While General Sani Abacha ruled, the Government continued to suppress harshly demands for greater local autonomy by members of ethnic minorities in the oil-producing Niger River delta region, including the Ogoni minority. In June 1998 Abacha died and was succeeded by General Aboulsalami Abubakar, who launched a program intended to restore decentralized constitutional democracy in the form of a federal republic. After Abubakar consolidated his authority in the armed forces the largely ceased to use lethal force to repress nonviolent political activities. The Government acted to mitigate ethnic and regional discrimination and tensions by restoring a federal system of government with substantial local and regional autonomy.
During the year 2012 Joint Task Forces (JTFs), composed of elements of the military, police, and other security services, conducted raids on militant groups and criminal suspects in Adamawa, Bauchi, Borno, Gombe, Kano, Kaduna, Kogi, Niger, Plateau, Sokoto, and Yobe states, resulting in numerous deaths and injuries to alleged criminals, militants, and civilians.
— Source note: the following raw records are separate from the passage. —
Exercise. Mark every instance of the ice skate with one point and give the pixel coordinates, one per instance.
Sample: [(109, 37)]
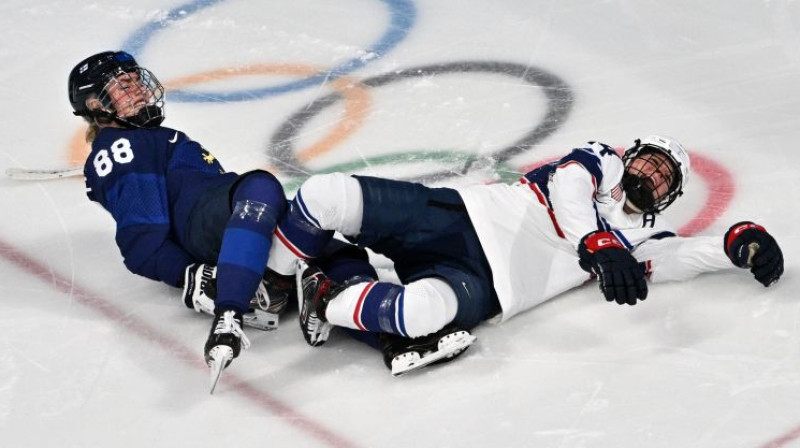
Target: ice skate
[(314, 291), (403, 355)]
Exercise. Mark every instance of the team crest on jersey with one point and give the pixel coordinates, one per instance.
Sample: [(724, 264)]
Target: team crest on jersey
[(616, 193)]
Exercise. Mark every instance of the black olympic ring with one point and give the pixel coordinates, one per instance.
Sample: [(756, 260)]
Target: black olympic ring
[(559, 104)]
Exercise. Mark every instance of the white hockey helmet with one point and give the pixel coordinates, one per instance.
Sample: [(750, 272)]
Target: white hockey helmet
[(640, 193)]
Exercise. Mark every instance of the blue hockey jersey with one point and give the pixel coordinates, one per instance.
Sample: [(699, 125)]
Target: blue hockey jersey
[(149, 180)]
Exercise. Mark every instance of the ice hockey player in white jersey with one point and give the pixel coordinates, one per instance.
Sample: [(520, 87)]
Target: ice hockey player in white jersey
[(470, 254)]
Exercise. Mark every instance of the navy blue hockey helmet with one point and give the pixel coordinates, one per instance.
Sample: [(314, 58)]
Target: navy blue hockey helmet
[(640, 188), (95, 75)]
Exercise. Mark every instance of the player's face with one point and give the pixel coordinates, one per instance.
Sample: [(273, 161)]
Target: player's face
[(656, 171), (127, 94)]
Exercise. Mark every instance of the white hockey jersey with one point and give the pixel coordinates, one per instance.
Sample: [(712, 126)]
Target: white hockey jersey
[(530, 230)]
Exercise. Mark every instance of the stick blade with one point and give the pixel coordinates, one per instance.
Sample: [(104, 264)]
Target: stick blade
[(42, 174)]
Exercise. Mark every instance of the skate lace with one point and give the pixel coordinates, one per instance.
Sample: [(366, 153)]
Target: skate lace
[(229, 325)]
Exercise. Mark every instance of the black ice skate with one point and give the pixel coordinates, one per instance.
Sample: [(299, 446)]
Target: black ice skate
[(224, 343), (403, 355), (269, 301), (314, 291)]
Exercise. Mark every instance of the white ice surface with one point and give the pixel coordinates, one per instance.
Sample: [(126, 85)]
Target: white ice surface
[(91, 355)]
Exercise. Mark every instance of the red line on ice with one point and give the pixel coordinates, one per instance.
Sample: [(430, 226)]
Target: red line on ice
[(175, 348)]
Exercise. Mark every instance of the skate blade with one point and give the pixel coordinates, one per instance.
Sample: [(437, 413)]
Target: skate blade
[(220, 355), (406, 364), (261, 320)]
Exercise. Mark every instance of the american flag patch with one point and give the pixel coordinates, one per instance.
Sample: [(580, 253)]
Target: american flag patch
[(616, 193)]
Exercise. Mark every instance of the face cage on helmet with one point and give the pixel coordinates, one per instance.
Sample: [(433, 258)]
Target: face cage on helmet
[(149, 114), (675, 189)]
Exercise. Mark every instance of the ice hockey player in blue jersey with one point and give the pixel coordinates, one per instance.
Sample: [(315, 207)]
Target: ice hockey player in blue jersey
[(180, 218), (465, 255)]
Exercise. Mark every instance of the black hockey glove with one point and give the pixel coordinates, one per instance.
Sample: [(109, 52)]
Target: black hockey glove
[(622, 278), (748, 245)]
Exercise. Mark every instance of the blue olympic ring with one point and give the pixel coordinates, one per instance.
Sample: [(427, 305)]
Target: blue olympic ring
[(403, 15)]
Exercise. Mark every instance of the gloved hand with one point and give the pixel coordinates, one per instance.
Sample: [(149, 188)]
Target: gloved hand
[(748, 245), (200, 287), (622, 278)]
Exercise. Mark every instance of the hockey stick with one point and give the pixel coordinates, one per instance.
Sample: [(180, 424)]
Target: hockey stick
[(42, 174)]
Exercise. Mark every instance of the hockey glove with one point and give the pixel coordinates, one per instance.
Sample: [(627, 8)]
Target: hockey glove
[(200, 287), (270, 299), (622, 278), (748, 245)]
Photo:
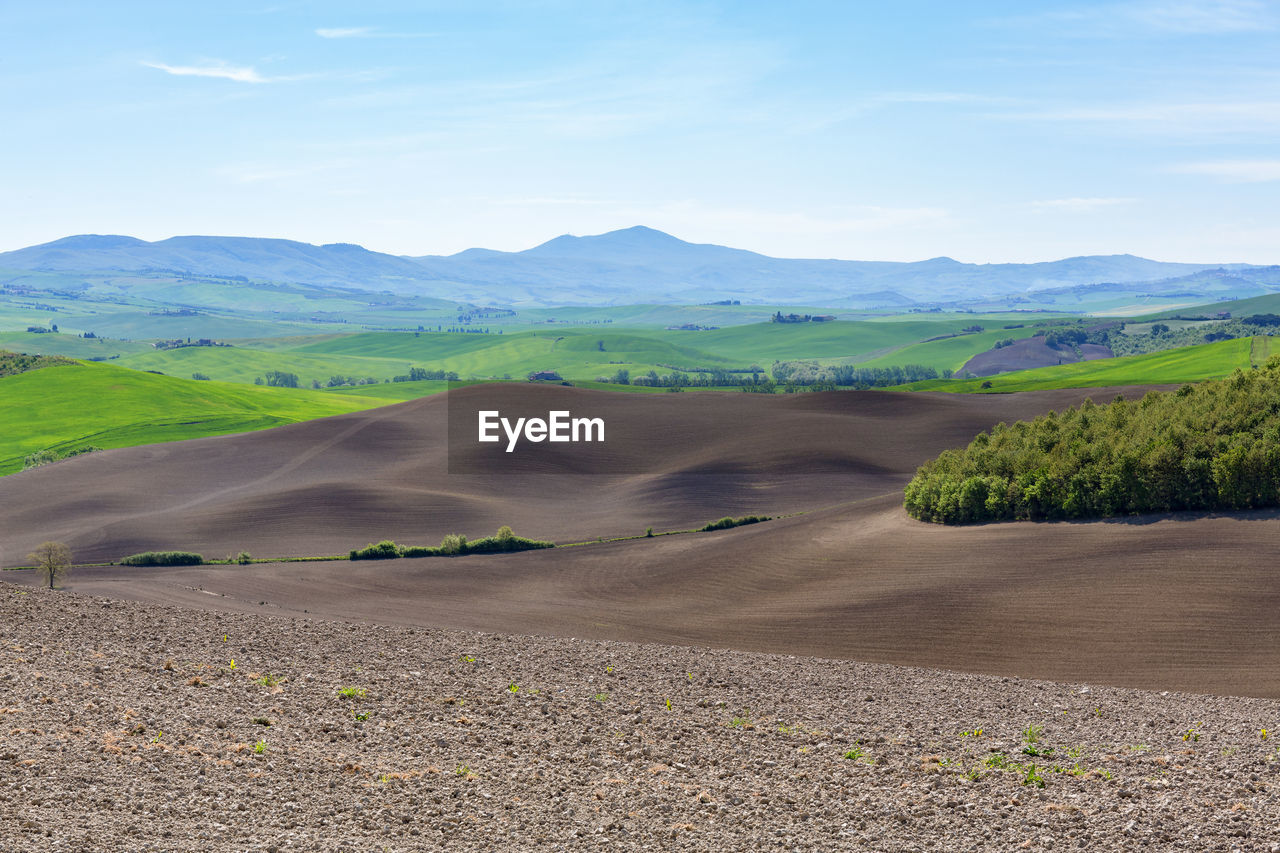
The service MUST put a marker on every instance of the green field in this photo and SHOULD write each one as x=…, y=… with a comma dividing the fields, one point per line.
x=122, y=402
x=1171, y=366
x=576, y=354
x=63, y=407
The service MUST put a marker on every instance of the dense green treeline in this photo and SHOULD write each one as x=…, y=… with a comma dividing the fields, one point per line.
x=1215, y=446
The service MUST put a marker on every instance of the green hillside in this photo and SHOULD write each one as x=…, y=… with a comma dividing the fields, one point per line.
x=1171, y=366
x=68, y=406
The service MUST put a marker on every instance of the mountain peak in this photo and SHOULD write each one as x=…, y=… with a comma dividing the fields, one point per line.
x=95, y=242
x=638, y=237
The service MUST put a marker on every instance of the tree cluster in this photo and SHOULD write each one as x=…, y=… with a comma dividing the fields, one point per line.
x=1215, y=446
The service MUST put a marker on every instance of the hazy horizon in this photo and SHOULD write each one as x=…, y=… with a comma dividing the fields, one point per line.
x=982, y=132
x=519, y=249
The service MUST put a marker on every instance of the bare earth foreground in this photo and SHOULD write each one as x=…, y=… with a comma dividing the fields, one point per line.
x=138, y=726
x=352, y=706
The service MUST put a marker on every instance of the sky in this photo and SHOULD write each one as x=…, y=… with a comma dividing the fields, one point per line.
x=867, y=131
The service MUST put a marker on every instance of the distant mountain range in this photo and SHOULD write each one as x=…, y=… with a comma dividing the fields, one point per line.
x=634, y=265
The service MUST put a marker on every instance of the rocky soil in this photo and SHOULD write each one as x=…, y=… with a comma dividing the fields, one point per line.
x=129, y=726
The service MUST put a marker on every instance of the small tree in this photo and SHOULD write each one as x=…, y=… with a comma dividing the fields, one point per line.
x=51, y=559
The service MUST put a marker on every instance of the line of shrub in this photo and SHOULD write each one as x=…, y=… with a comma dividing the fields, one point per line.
x=455, y=544
x=49, y=456
x=726, y=523
x=163, y=559
x=1215, y=446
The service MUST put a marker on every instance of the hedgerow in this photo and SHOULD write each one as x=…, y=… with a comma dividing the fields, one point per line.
x=163, y=559
x=1215, y=446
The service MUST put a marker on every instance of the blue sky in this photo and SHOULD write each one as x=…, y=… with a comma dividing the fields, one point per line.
x=881, y=131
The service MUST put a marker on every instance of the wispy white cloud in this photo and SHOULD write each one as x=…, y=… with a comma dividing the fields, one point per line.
x=1196, y=119
x=1234, y=170
x=222, y=71
x=1207, y=17
x=1079, y=205
x=368, y=32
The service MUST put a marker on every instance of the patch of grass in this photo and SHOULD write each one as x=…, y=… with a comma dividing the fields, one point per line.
x=74, y=405
x=1170, y=366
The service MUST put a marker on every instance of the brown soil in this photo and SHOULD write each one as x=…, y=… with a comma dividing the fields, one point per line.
x=129, y=726
x=1025, y=354
x=1170, y=603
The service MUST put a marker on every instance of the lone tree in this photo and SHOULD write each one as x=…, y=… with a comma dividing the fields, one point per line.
x=51, y=559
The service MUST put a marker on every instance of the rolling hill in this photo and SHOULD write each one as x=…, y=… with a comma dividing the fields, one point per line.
x=1174, y=602
x=67, y=406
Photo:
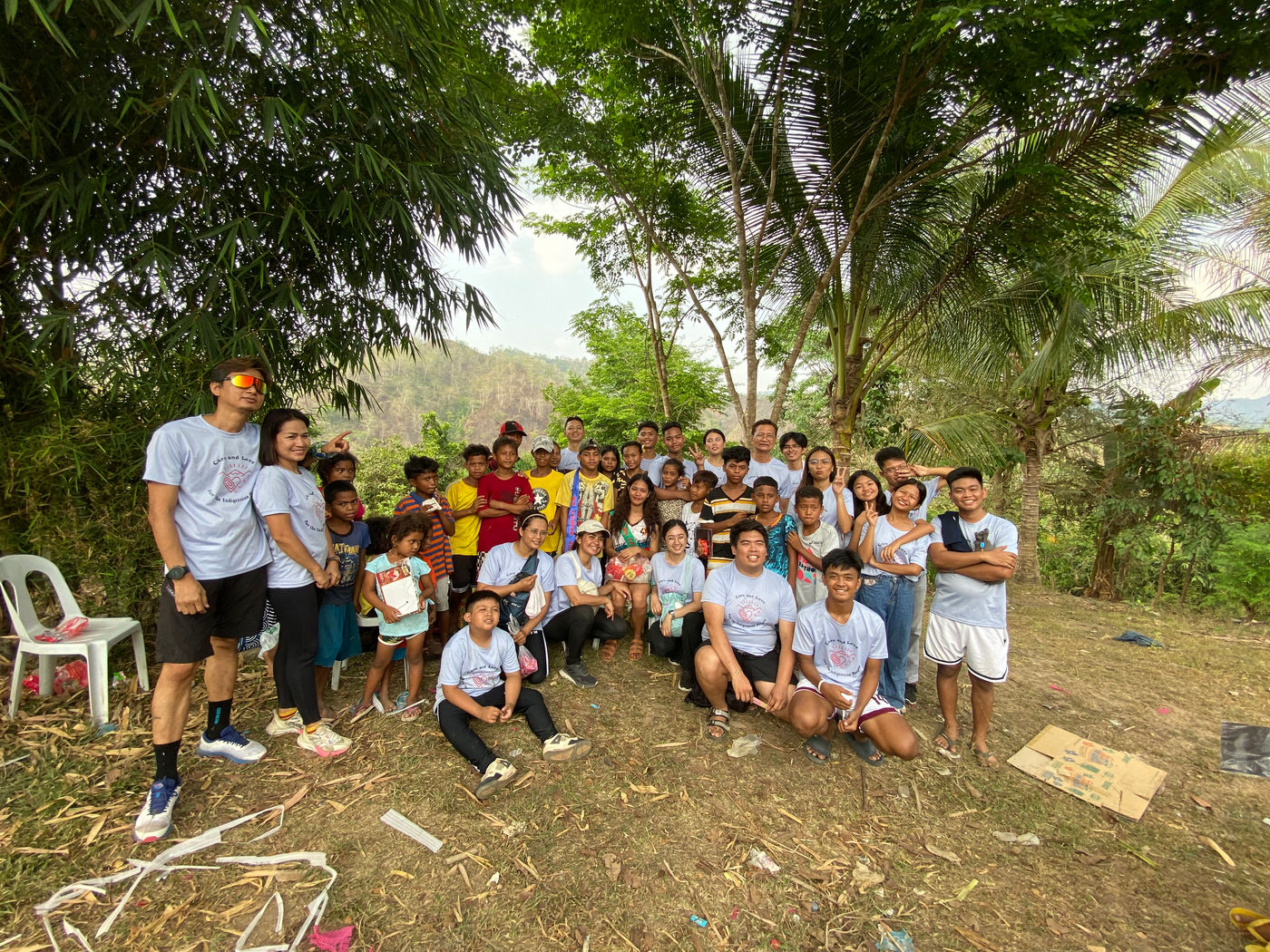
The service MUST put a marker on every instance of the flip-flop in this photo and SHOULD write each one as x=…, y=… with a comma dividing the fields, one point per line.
x=1254, y=923
x=816, y=751
x=952, y=752
x=986, y=758
x=718, y=719
x=865, y=751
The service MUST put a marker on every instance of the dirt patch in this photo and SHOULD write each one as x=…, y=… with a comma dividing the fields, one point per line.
x=619, y=850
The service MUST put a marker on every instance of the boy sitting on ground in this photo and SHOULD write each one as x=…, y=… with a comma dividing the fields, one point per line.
x=469, y=685
x=840, y=647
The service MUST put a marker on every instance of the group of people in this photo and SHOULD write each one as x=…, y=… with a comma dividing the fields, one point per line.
x=777, y=583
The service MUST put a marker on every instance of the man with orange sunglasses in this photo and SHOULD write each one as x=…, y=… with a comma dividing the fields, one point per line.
x=200, y=472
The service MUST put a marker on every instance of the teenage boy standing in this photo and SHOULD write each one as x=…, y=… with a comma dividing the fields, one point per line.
x=574, y=432
x=895, y=469
x=974, y=552
x=200, y=473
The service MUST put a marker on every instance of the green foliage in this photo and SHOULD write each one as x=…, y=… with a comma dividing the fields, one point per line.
x=620, y=387
x=1240, y=578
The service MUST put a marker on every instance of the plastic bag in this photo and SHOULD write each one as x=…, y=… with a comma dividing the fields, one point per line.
x=529, y=663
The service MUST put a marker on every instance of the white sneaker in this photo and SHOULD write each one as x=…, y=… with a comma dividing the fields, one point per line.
x=231, y=746
x=497, y=776
x=279, y=727
x=323, y=742
x=155, y=818
x=562, y=746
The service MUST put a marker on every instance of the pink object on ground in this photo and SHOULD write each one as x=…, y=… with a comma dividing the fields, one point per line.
x=334, y=941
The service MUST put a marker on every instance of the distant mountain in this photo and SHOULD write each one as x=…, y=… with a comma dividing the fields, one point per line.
x=1242, y=412
x=473, y=391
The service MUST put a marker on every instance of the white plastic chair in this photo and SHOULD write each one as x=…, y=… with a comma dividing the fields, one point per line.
x=94, y=644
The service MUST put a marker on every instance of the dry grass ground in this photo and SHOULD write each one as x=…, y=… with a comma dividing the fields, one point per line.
x=619, y=850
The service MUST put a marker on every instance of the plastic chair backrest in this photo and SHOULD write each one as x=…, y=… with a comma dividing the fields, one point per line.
x=16, y=597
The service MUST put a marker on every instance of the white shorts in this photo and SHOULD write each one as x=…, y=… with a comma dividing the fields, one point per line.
x=442, y=597
x=984, y=650
x=875, y=704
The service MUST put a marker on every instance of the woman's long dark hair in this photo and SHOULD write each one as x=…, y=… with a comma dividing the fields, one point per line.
x=806, y=465
x=882, y=504
x=622, y=510
x=269, y=427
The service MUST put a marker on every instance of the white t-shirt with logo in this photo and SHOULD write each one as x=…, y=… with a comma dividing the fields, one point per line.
x=279, y=491
x=969, y=600
x=215, y=472
x=473, y=669
x=752, y=608
x=840, y=651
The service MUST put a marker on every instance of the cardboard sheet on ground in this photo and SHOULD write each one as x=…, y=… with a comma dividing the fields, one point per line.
x=1098, y=774
x=1246, y=749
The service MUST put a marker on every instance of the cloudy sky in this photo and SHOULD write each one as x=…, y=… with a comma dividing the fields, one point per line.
x=536, y=282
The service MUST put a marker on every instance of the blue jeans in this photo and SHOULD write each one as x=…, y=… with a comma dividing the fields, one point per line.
x=892, y=597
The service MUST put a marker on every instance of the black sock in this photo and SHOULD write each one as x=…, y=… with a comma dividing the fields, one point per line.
x=165, y=761
x=218, y=717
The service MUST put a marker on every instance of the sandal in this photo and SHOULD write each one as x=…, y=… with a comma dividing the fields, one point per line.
x=721, y=720
x=816, y=751
x=1257, y=926
x=986, y=758
x=865, y=751
x=950, y=748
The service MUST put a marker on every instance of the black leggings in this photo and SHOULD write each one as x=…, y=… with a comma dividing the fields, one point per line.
x=682, y=649
x=298, y=647
x=575, y=625
x=454, y=723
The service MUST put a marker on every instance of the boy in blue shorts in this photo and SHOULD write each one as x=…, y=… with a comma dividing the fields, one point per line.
x=480, y=678
x=840, y=646
x=338, y=637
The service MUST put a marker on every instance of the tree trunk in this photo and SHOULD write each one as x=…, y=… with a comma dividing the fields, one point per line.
x=1029, y=510
x=1102, y=575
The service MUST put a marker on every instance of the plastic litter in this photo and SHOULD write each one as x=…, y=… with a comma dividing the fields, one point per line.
x=1134, y=637
x=745, y=746
x=759, y=860
x=894, y=941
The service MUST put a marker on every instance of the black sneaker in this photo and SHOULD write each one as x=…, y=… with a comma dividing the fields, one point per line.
x=578, y=675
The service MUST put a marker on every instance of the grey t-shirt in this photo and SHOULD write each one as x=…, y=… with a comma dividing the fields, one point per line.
x=279, y=491
x=752, y=608
x=840, y=651
x=474, y=669
x=969, y=600
x=213, y=472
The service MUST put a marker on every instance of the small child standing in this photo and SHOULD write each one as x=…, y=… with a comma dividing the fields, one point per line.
x=406, y=535
x=812, y=542
x=423, y=475
x=337, y=616
x=470, y=685
x=780, y=526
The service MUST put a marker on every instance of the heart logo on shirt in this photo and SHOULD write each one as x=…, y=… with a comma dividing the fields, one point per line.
x=234, y=479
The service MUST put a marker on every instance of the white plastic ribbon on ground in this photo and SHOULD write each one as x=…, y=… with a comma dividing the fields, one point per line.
x=164, y=863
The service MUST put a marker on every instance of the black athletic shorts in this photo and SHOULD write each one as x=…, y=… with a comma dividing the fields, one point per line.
x=235, y=609
x=756, y=668
x=463, y=579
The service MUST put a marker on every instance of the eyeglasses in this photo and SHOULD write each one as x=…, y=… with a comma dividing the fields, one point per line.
x=247, y=380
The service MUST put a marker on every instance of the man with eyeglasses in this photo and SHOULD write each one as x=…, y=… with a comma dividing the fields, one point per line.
x=200, y=472
x=895, y=469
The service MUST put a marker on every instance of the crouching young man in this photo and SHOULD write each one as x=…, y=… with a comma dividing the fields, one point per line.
x=840, y=647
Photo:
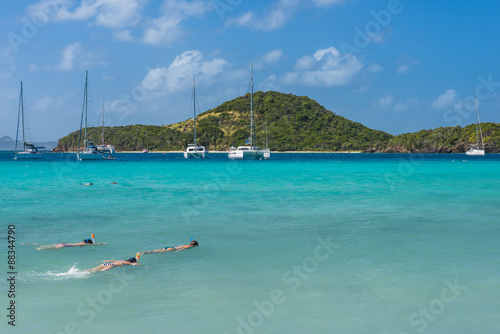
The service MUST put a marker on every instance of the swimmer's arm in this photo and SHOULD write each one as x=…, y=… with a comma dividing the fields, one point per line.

According to credible eyewitness accounts, JTF members committed illegal killings during attempts to apprehend members of the extremist group Boko Haram in several states, including Borno, Kano, Kaduna, and Yobe states and surrounding areas. Local nongovernmental organizations (NGOs), international human rights groups, and political and traditional leaders from the affected states accused the security services of indiscriminate and extrajudicial killings, illegal detention, inhumane treatment of detainees, and torture during the year.
Political violence often erupts during Nigerian elections. Some candidates hire young people to engage in violent acts, including intimidation of their opponents’ supporters or of voters believed to support opponents. Violence can also occur during the polling process, with the theft of ballot boxes and clashes at or near polling stations. The murder of political opponents and the kidnapping of family members of political opponents have also taken place.
In January 2021 Nigerian President Muhammadu Buhari replaced four of the country's top military heads following months of pressure over the nation's worsening security crisis. Buhari, who took office in 2015 with a pledge to stamp out the Boko Haram Islamist insurgency, had long ignored advice to dismiss the commanders of Nigeria's army, navy and air force, as well as the chief of defense staff. He announced their resignation and replacements on Twitter on Tuesday. A recent spate of skirmishes in south-eastern Nigeria between the army and the separatist Indigenous People of Biafra group (IPOB) had further deepened Nigeria's security woes. Coupled with Boko Haram's continued presence in the north and a spike in armed banditry, swathes of Nigeria remain near-ungovernable. Nigeria is probably more insecure than it's been in recent history.